The EU has effectively buried the idea of a banking union. It is a decision that will have profound economic consequences for the eurozone. It kills the last chance of a resolution that could have ended the depression in the eurozone periphery. In the brave new world of the EU’s resolution regime, all risks will be shared between various categories of bank creditors, which are mostly domestic institutions, and the banks’ home states.
The European Council, the gathering of EU heads of government, has long become silent on the ceremonious pledge, made in June 2012, to break the link between sovereigns and the banks. Last week’s agreement did not break it. It has not even been diluted. It has been reconfirmed.
But has the European Stability Mechanism, designed to provide assistance to members of the eurozone, not been given the right to recapitalise banks directly – up to a total of €60bn? Yes, it has, but there is a catch.

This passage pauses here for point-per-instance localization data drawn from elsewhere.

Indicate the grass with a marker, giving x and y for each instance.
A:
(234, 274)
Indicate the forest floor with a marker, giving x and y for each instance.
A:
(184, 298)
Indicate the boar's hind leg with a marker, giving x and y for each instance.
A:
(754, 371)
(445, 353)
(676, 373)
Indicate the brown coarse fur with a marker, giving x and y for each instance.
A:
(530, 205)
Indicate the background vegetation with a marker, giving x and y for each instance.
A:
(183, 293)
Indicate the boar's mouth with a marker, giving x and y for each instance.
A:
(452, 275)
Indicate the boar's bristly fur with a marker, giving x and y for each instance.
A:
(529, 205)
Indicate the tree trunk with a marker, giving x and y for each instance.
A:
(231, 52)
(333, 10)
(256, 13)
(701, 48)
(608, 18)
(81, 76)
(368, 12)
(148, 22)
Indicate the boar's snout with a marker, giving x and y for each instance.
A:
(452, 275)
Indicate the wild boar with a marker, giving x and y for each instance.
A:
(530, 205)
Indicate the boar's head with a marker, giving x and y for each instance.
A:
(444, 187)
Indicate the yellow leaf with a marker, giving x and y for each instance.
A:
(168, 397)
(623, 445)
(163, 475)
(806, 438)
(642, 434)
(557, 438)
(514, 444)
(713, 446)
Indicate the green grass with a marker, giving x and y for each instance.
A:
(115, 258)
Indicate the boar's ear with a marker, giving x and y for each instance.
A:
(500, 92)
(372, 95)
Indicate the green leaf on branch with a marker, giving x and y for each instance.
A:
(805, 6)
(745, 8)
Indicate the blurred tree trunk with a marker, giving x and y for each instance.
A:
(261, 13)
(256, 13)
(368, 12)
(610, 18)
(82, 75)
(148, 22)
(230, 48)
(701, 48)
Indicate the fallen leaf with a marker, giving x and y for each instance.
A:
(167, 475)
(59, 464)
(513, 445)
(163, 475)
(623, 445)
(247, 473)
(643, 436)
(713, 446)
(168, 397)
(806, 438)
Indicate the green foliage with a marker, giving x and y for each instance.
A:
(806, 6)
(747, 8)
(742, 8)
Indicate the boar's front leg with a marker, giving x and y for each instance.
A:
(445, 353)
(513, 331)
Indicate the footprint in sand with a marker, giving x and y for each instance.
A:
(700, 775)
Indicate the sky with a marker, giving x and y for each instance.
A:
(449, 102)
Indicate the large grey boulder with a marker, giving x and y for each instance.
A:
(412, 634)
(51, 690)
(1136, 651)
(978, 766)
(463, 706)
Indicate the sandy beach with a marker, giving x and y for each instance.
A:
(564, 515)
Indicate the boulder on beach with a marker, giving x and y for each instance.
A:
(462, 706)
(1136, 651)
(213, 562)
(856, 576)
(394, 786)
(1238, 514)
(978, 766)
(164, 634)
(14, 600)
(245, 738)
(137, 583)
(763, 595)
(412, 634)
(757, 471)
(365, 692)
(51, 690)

For each euro the ESM uses to recapitalise a bank, it has to post two euros as collateral to maintain its own credit rating. If the ESM were to use the entire pot of €60bn, its total available free lending capacity would shrink to some €200bn – not enough to meet the obligations it is likely to face in the next few years. The way the €60bn bank recapitalisation facility is constructed, the eurozone finance ministers will have a strong incentive not to use it as a bank recapitalisation fund at all. My conclusion is that the €60bn is there not to be used. And, as I argued last week, the losses of the banking system are so large that this amount would hardly make a difference anyway.